Java爬虫爬取 天猫 淘宝 京东 搜索页和 商品详情
先识别商品url,区分平台提取商品编号,再根据平台带着商品编号爬取数据。
1.导包
<!-- 爬虫相关Jar包依赖 -->
<dependency>
<groupId>org.apache.poi</groupId>
<artifactId>poi-ooxml</artifactId>
<version>3.10-FINAL</version>
</dependency>
<dependency>
<groupId>org.apache.httpcomponents</groupId>
<artifactId>httpclient</artifactId>
<version>4.5.3</version>
</dependency>
<dependency>
<groupId>org.jsoup</groupId>
<artifactId>jsoup</artifactId>
<version>1.11.3</version>
</dependency>
<dependency>
<groupId>org.projectlombok</groupId>
<artifactId>lombok</artifactId>
<scope>provided</scope>
</dependency>
2.封装返回类型和常量
引入lombok 注入@Data 来避免写get set toString等重复代码
package java1024.xyz.vo;
import lombok.Data;
/**
* @author xivin
* @email 1250402127@qq.com
* @description
* @date 2020/1/3
*/
@Data
public class UrlData {
private int status;
private String platform;
private Long number;
}
package java1024.xyz.vo;
/**
* 常量接口
**/
public interface UrlConst {
String taobaoUrlSign = "taobao.com";
String tmallUrlSign = "tmall.com";
String jingdongUrlSign = "jd.com";
String TMALL_PRODUCT_DETAIL = "https://detail.tmall.com/item.htm?id=";
String TAOBAO_PRODUCT_DETAIL = "https://item.taobao.com/item.htm?id=";
String JD_PRODUCT_DETAIL = "https://item.jd.com/";
}
import com.fasterxml.jackson.annotation.JsonFormat;
import lombok.Data;
import java.io.Serializable;
import java.sql.Timestamp;
/**
* @author xivin
* @email 1250402127@qq.com
* @description 商品实体类
* @date 2020/1/3
*/
@Data
public class Product implements Serializable {
private Long id;
private Long number;
private Float price;
private Integer userId;
private String url;
private Integer platformId;
private String title;
private String describe;
private Integer status;
@JsonFormat( pattern="yyyy-MM-dd HH:mm:ss")
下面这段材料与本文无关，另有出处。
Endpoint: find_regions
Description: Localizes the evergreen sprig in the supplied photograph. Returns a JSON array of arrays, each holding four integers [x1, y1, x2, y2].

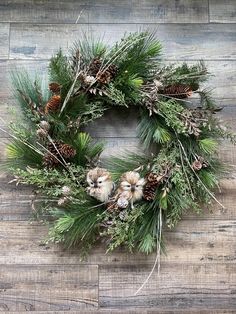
[[1, 31, 236, 254]]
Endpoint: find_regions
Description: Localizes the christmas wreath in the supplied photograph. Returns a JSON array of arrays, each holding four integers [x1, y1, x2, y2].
[[2, 31, 235, 253]]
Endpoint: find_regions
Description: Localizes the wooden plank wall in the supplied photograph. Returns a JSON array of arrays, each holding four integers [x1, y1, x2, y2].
[[0, 0, 236, 314]]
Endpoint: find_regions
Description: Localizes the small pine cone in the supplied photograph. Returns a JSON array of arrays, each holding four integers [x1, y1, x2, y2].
[[162, 84, 193, 99], [57, 197, 69, 206], [107, 201, 119, 213], [47, 141, 63, 155], [48, 82, 61, 94], [59, 144, 76, 158], [147, 172, 158, 184], [97, 71, 111, 84], [117, 197, 129, 208], [108, 64, 118, 78], [143, 184, 157, 201], [39, 120, 50, 131], [192, 159, 202, 171], [45, 95, 61, 114], [36, 128, 48, 138], [81, 75, 95, 85], [198, 156, 209, 168], [89, 58, 102, 76], [43, 153, 59, 169], [61, 185, 71, 196]]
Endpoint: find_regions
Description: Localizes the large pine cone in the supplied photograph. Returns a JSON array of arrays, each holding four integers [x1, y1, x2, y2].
[[45, 95, 61, 114], [162, 84, 193, 99]]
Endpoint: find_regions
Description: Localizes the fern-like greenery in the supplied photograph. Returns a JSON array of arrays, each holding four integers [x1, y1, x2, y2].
[[5, 31, 236, 254]]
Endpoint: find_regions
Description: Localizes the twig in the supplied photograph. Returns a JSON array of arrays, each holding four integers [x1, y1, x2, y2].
[[75, 9, 84, 24], [177, 139, 225, 209], [86, 36, 147, 92], [179, 140, 195, 200], [134, 208, 162, 295], [48, 135, 79, 184], [0, 127, 43, 156]]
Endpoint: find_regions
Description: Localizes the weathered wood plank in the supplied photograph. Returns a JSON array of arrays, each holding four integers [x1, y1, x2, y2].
[[0, 218, 236, 265], [0, 23, 10, 59], [0, 264, 98, 312], [3, 307, 235, 314], [209, 0, 236, 23], [99, 263, 236, 313], [10, 23, 236, 60], [0, 0, 208, 23], [0, 174, 236, 221]]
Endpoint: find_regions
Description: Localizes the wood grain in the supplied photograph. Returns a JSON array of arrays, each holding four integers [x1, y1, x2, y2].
[[0, 217, 236, 269], [10, 23, 236, 60], [0, 23, 10, 59], [0, 264, 98, 312], [209, 0, 236, 23], [0, 0, 236, 314], [0, 0, 208, 24], [99, 262, 236, 310]]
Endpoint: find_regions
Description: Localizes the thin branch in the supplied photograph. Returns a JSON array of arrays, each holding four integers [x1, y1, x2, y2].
[[134, 208, 162, 295], [177, 139, 225, 209]]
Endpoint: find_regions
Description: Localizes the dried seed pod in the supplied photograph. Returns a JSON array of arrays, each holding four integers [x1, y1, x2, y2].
[[45, 95, 61, 114], [48, 82, 61, 93]]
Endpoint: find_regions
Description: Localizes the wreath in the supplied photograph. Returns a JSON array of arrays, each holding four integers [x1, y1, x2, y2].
[[2, 31, 235, 253]]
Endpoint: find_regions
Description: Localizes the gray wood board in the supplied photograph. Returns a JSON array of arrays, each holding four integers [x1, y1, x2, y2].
[[209, 0, 236, 23], [0, 0, 208, 23], [0, 264, 98, 312], [99, 262, 236, 310], [10, 23, 236, 60], [0, 217, 236, 266], [0, 23, 10, 59]]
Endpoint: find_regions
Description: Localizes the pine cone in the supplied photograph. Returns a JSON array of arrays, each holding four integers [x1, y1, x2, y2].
[[45, 95, 61, 114], [43, 153, 59, 169], [107, 201, 119, 213], [88, 58, 102, 76], [143, 166, 170, 201], [107, 64, 118, 78], [192, 159, 202, 171], [36, 128, 48, 138], [143, 172, 159, 201], [162, 84, 192, 99], [48, 82, 61, 93], [96, 70, 111, 84], [143, 183, 157, 201], [59, 144, 76, 159], [39, 120, 50, 131]]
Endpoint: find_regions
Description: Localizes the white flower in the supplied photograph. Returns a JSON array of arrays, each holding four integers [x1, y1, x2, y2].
[[61, 185, 71, 196]]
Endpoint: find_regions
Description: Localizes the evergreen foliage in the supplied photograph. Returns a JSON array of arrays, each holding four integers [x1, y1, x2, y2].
[[5, 31, 235, 254]]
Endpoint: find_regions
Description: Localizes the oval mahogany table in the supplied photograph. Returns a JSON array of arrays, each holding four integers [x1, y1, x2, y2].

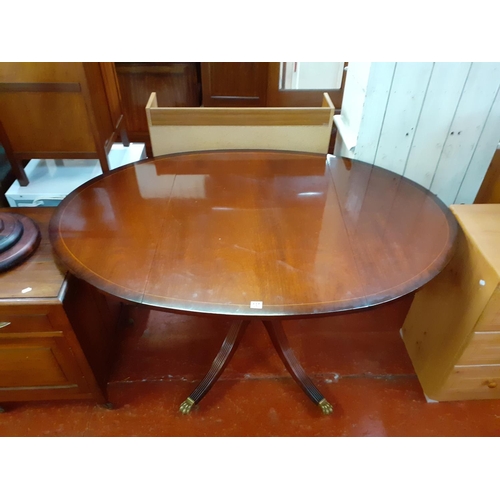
[[50, 151, 457, 413]]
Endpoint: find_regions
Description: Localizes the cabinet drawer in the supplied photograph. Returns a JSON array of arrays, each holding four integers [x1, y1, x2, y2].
[[474, 288, 500, 332], [443, 365, 500, 399], [0, 313, 54, 336], [457, 332, 500, 365], [0, 341, 74, 389]]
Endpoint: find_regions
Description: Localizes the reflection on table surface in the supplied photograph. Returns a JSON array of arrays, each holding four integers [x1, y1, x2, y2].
[[51, 151, 456, 316]]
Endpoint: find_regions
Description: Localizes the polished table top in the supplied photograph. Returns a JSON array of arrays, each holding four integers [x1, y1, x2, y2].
[[50, 151, 457, 317]]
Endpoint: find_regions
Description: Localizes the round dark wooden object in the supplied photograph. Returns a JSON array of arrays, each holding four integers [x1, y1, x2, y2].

private Timestamp createdAt;
private Timestamp updatedAt;
}
3.前期工作做好后开始封装 识别url工具 UrlUtils.java
/**
* @author xivin
* @email 1250402127@qq.com
* @description
* @date 2020/1/3
*/
public class UrlUtils {
public static UrlData analyseUrl(String url) {
UrlData urlData = new UrlData();
try {
// 判空
if (StringUtils.isEmpty(url)) {
urlData.setStatus(0);
return urlData;
}
//天猫
if (url.contains(UrlConst.tmallUrlSign)) {
urlData.setPlatform(UrlConst.tmallUrlSign);
String numberStr = "";
/**
* 切分根路径 和 参数 如:
* https://detail.tmall.com/item.htm?spm=a220m.1000858.1000725.8.27832a99AfoD5W&id=604433373792
* 在 ?问号的地方切成两部分
*
*/
String[] roudAndParams = url.split("\\?");
if (roudAndParams.length < 2) {
urlData.setStatus(0);
return urlData;
}
/**
* 获取 参数字符串,